PySpark Sort DataFrame With Examples - PythonForBeginners.com

While working with pyspark dataframes, we often need to sort them according to one or multiple columns. In this article, we will discuss different ways to sort a pyspark dataframe using the sort() method.

Table of Contents

The PySpark sort() Method
PySpark Sort DataFrame by Column Name
Sort DataFrame in Descending Order
PySpark Sort DataFrame by Multiple Columns
1. Sort DataFrame by Multiple Columns With Different Sorting Order
Sort PySpark DataFrame With Null Values
1. Pyspark Sort DataFrame Nulls Last
2. Pyspark Sort DataFrame Nulls First
Conclusion

The PySpark sort() Method

The sort() method in pyspark is used to sort a dataframe by one or multiple columns. It has the following syntax.

df.sort(*columns, ascending=True)

Here,

The parameter *columns represent one or multiple columns by which we need to sort the dataframe.
The ascending parameter specifies if we want to sort the dataframe in ascending or descending order. If there are multiple columns by which you want to sort the dataframe, you can also pass a list of True and False values to specify the columns by which the dataframe is sorted in ascending or descending order.

PySpark Sort DataFrame by Column Name

To sort a pyspark dataframe by column name, we can use the sort() method as shown in the following example.

import pyspark.sql as ps
spark = ps.SparkSession.builder \
      .master("local[*]") \
      .appName("sort_example") \
      .getOrCreate()

dfs=spark.read.csv("sample_csv_file.csv",header=True,inferSchema=True)
print("The input dataframe is:")
dfs.show()
dfs=dfs.sort('Maths')
print("The sorted dataframe is:")
dfs.show()
spark.sparkContext.stop()

Output:

The input dataframe is:
+-------+-----+-------+---------+
|   Name|Maths|Physics|Chemistry|
+-------+-----+-------+---------+
| Aditya|   45|     89|       71|
|  Chris|   86|     85|       82|
|   Joel|   45|     85|       87|
|Katrina|   49|     47|       83|
| Agatha|   76|     89|       83|
|    Sam|   76|     98|       95|
+-------+-----+-------+---------+

The sorted dataframe is:
+-------+-----+-------+---------+
|   Name|Maths|Physics|Chemistry|
+-------+-----+-------+---------+
|   Joel|   45|     85|       87|
| Aditya|   45|     89|       71|
|Katrina|   49|     47|       83|
|    Sam|   76|     98|       95|
| Agatha|   76|     89|       83|
|  Chris|   86|     85|       82|
+-------+-----+-------+---------+

In this example, we first created a SparkSession on our local machine.
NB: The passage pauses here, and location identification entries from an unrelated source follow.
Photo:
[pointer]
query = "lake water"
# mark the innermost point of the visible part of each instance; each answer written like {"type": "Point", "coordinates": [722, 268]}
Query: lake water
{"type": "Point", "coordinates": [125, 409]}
Then, we read a csv file to create a pyspark dataframe. You can download the file using the following link.

sample_csv_file Download

Once we get the dataframe, we sort it using the ‘Maths’ column. In the output dataframe, you can observe that the rows of the dataframe are sorted in ascending order by the Maths column.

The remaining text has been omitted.